Prūsas served as deputy governor for one term. In his memoirs, he blamed his membership in the Lithuanian Nationalist Union for not being selected for the second term. However, more likely, it was his prior involvement with the now-insolvent Trade and Industry Bank.

===Later years===
Prūsas was appointed the director of the Marijampolė branch of the Bank of Lithuania in October 1926. In his memoirs, he remarked that it was akin to exile.

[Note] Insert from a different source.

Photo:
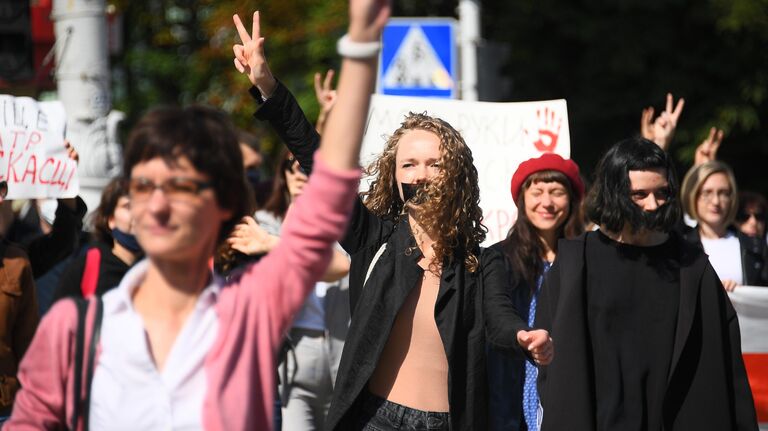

He considered himself too experienced for such a small office. In 1936, a complaint was submitted to the headquarters of the bank claiming that Prūsas unilaterally granted or extended loans and blaming his poor leadership for the losses incurred by the branch. The headquarters did not react to the complaint.

Prūsas continued to be involved in public life. He was elected chairman of the Marijampolė branch of the Lithuanian Nationalist Union. In 1932, he was elected to the Marijampolė city council and served until his death. He was an honorary member of Fraternitas Baltiensis, a student organization. Prūsas contributed articles to Lietuvos aidas, Savivaldybė, Tautos ūkis. He published his memoirs in 1938 (republished in 2014).

Adomas Prūsas died on 6 April 1939 in Kaunas.

==Personal life==
Prūsas was married to the Latvian writer Emilija Dzenytė-Grietinia-Prūsienė. She is best known for her Lithuanian novel The Priest Kairys (Kunigas Kairys) which dealt with the Lithuanian National Revival. It was published in 1933 and staged as a play in 1936. They had one son named Algirdas.

Prūsas was friends with Jonas Basanavičius and they would visit Prūsas's birthplace.